Arrasa suavemente noviembre coronando una inmortalidad de Divas. El miércoles Vivien, ayer Amparo. Ambas definidas en el teatro y catapultadas a la gloria desde el lienzo blanquísimo de las pantallas grandes que se fijan para siempre en nuestras retinas.
Rivelles, Amparito, apellido de dinastía, Ladrón de Guevara. Querría haberla visto en persona en los Doré -Filmoteca Nacional- hace unas semanas en una jornada homenaje a Rafael Gil con la proyección de El Clavo.
No pudo ir. La sala estaba vacía por el fútbol y entre amigos se reivindicó esa tarde una época, un cine y a tantos profesionales que residen en un olvido forzado por el desdén de una época que no reconoce otro tiempo que el presente y un pasado mitificado.
Pero hubo un pasado real, brillante y fundante de un arte y una industria. En ese Pasado de gran celuloide con C con mayúscula de Cifesa se abrió la puerta a talentos dispuestos a reconstruir la moral de un país destrozado.
En ese olimpo -que los ingratos llaman con desdén «páramo»- se nos aparece Amparito adolescente dando vida a las Damas españolas, heroínas, arquetipos y mujeres carnales, personajes nacidos de la palabra de los mejores literatos.
Pero no sólo en el cine (que, egoístamente por popular, lanza al estrellato y expide certificados de inmortalidad definiendo quien es actor o no) hay que definir a Rivelles. Es en el Teatro, esa factoría, desde donde se forja realmente la actuación donde Amparo pulió el diamante de su talento con Sartre, Wilde, Mihura, Poncela, Cocteau…

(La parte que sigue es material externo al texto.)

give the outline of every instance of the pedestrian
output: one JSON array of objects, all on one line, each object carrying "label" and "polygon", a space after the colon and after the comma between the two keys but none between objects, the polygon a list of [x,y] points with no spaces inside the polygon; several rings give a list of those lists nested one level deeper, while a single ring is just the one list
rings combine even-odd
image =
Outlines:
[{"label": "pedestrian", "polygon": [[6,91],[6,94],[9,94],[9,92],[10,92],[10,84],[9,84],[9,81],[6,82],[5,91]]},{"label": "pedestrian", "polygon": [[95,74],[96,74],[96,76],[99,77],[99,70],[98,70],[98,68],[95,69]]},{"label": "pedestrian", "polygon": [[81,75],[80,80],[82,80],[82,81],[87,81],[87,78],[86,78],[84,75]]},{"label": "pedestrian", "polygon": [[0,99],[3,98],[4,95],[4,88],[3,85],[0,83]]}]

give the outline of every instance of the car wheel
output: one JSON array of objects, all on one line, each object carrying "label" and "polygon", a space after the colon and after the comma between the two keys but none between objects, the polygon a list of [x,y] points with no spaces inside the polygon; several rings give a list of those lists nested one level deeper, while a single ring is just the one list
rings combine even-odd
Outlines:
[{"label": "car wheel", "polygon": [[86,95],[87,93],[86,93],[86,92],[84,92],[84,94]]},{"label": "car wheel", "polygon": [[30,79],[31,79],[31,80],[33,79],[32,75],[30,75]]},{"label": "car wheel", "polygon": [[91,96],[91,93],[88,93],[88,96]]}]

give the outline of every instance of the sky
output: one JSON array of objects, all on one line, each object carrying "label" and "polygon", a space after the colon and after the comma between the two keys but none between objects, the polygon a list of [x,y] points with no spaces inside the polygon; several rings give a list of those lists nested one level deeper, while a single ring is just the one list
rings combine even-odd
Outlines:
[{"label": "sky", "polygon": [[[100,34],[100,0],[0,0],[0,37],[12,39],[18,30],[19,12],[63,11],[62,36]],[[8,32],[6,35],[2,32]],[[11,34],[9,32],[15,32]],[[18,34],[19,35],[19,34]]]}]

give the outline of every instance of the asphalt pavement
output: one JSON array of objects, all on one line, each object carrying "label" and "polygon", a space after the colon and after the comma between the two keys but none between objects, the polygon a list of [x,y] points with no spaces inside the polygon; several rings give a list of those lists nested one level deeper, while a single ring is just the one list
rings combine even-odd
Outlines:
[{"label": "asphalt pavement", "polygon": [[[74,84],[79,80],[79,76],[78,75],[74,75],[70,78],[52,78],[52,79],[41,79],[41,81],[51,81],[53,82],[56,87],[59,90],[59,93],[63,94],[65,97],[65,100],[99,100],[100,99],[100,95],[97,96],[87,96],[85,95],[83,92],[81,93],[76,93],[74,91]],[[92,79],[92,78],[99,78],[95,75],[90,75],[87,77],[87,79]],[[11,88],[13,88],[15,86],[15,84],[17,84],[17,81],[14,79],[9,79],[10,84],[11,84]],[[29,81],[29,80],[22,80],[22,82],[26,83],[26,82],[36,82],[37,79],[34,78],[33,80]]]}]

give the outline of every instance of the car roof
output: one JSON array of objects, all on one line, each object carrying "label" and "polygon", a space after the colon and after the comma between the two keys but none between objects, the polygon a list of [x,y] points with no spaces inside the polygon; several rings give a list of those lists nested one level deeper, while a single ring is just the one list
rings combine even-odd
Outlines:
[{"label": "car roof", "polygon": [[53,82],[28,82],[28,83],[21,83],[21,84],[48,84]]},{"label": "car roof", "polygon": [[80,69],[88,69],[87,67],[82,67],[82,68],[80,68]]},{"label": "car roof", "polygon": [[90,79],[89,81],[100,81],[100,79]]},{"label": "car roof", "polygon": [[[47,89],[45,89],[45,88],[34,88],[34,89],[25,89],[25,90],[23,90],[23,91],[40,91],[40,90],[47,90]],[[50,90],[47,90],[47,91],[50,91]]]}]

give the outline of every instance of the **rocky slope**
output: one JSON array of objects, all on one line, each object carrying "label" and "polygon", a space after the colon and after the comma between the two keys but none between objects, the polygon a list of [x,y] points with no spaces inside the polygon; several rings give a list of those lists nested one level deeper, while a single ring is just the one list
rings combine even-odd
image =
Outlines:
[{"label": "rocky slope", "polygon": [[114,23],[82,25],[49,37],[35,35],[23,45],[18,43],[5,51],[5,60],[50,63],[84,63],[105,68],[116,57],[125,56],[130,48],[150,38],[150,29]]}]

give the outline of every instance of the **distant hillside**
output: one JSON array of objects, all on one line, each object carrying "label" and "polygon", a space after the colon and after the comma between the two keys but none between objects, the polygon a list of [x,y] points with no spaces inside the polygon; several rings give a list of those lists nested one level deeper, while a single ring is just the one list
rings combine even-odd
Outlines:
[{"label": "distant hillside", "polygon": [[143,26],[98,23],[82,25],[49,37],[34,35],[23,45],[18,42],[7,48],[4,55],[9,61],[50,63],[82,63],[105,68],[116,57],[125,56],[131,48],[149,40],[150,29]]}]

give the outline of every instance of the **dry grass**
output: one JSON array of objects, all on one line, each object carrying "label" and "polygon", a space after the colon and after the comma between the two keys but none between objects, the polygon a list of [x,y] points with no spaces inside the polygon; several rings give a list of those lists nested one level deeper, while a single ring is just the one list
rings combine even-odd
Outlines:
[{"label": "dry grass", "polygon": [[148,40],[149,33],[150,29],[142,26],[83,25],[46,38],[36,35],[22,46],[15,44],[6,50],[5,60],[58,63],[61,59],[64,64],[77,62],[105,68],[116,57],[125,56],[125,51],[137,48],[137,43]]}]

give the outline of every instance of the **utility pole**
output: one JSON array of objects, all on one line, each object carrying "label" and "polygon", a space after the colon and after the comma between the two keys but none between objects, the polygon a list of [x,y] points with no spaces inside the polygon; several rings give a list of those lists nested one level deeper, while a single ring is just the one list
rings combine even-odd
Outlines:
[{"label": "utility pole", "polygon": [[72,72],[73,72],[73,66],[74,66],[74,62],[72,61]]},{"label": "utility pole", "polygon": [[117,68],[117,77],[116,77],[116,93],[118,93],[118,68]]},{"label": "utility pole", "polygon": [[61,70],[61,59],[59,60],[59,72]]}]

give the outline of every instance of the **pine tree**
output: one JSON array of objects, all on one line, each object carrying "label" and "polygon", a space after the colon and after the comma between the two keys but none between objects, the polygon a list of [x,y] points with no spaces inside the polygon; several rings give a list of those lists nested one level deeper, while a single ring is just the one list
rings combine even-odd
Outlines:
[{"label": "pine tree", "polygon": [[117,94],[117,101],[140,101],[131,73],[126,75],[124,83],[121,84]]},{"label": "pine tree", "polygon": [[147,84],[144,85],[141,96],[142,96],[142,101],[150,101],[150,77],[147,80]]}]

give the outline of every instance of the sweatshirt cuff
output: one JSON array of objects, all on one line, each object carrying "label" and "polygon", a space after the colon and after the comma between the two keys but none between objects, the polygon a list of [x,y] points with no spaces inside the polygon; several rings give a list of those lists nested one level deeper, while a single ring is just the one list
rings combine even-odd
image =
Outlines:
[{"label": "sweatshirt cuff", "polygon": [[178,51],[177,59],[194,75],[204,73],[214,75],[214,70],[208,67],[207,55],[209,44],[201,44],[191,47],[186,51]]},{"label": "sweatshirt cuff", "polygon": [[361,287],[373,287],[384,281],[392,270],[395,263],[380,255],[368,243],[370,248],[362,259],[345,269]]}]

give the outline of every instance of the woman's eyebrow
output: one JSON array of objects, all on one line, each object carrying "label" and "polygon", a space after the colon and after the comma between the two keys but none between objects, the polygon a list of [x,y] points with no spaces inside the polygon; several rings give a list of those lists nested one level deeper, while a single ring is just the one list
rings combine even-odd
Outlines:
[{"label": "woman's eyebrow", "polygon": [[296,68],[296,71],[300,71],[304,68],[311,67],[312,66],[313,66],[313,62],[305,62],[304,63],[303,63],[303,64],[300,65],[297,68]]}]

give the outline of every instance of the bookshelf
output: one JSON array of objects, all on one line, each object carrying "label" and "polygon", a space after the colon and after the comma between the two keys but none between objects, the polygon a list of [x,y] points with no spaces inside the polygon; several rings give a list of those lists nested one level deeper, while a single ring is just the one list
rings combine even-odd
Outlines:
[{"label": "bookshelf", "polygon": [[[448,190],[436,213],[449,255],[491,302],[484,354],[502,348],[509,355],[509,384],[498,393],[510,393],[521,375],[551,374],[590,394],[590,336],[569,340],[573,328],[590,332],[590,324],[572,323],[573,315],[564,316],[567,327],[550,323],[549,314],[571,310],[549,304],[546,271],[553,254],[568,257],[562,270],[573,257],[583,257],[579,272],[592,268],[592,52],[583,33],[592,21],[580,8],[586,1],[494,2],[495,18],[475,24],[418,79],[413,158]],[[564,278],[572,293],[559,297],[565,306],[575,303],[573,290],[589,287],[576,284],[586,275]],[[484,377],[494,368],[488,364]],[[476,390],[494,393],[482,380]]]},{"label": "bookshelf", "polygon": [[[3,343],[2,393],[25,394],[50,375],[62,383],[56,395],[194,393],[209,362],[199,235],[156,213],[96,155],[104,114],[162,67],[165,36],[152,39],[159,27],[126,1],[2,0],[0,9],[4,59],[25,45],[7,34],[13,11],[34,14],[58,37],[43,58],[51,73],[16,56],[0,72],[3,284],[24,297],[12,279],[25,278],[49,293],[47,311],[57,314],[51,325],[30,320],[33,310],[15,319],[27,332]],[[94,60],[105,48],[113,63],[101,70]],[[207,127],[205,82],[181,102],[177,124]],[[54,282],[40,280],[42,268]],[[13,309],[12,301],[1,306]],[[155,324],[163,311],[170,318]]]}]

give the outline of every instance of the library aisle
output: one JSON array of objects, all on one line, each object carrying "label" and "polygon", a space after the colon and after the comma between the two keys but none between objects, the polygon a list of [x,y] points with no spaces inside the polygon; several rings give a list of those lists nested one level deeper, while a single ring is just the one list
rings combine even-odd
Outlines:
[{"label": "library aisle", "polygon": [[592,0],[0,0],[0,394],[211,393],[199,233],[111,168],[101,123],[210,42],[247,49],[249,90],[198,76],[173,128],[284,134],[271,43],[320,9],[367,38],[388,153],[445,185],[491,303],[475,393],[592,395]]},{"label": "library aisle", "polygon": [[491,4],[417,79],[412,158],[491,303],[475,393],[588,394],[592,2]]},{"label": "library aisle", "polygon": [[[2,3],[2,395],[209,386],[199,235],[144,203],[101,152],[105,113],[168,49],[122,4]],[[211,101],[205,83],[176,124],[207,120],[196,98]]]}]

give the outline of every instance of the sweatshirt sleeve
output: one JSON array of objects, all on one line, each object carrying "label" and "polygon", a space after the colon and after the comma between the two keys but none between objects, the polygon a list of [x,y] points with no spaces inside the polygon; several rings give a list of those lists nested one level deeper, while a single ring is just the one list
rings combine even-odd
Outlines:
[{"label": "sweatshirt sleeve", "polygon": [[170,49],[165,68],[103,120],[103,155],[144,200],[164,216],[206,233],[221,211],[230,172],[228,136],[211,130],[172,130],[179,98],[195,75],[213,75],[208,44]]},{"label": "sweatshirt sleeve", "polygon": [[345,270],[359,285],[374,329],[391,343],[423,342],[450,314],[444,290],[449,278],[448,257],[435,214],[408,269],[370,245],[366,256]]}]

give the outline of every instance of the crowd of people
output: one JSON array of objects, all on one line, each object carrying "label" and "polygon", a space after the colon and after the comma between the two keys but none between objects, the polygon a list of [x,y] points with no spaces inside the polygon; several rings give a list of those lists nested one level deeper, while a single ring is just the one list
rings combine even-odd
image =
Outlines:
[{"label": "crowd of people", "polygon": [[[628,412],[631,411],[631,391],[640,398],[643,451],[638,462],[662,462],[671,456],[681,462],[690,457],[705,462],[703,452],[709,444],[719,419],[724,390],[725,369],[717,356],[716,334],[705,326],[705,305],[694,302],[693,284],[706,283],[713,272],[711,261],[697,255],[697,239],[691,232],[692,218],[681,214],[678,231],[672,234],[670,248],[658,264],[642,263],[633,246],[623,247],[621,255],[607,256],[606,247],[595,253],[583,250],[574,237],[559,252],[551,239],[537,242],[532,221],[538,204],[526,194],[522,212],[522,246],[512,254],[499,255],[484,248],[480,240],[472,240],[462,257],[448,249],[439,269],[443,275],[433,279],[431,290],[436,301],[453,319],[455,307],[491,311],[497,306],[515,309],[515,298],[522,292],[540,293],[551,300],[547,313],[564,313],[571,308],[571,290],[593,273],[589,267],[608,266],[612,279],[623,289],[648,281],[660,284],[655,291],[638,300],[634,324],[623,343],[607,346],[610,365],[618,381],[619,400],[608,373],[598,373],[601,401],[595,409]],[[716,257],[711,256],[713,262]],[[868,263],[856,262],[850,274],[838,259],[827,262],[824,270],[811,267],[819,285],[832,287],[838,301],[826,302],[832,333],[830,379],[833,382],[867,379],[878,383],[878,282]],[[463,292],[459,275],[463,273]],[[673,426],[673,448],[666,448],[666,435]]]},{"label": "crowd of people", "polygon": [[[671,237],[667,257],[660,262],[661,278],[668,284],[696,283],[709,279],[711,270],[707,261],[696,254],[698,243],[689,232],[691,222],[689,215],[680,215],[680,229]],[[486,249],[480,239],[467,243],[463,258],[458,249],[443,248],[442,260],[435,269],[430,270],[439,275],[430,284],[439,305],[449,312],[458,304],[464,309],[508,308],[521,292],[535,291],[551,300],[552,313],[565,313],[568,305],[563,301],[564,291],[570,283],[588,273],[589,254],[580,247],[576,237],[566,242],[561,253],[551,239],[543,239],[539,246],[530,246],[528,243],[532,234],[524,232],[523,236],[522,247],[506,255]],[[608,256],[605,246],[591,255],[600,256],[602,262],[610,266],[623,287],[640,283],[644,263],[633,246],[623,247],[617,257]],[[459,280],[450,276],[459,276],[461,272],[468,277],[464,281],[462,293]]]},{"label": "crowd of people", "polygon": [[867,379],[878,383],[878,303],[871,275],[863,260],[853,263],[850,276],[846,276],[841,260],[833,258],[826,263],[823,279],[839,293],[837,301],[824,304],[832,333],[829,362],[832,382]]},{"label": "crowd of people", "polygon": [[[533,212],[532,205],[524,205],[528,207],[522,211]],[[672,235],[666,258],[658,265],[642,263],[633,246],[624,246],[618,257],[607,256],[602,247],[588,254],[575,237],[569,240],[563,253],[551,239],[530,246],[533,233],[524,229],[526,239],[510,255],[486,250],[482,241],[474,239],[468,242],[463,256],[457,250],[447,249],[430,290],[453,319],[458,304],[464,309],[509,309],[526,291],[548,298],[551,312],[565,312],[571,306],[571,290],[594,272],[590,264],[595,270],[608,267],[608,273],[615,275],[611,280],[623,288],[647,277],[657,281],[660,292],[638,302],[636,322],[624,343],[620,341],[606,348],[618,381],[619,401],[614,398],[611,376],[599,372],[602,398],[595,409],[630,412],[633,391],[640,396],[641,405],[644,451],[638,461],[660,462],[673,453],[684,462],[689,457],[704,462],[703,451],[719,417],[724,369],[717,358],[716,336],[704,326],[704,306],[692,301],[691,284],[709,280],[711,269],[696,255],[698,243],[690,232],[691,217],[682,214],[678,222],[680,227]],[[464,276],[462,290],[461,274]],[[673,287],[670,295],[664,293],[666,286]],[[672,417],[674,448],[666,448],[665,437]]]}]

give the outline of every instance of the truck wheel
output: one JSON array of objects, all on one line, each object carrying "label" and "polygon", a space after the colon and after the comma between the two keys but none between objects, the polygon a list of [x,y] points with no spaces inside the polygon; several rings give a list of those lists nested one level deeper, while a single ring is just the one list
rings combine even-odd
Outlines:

Pero no para ahí, el arte de la actuación la lleva a la España del otro lado del hemisferio para investirse en «Reina de la telenovelas». Título mas valioso si cabe porque los da el pueblo.
De la grandeza del árbol genealógico hasta el reinado de telenovela, desde la España de aquí a la de allá, desde la tierra a la Gloria hoy nos deja, ante todo, una Señora.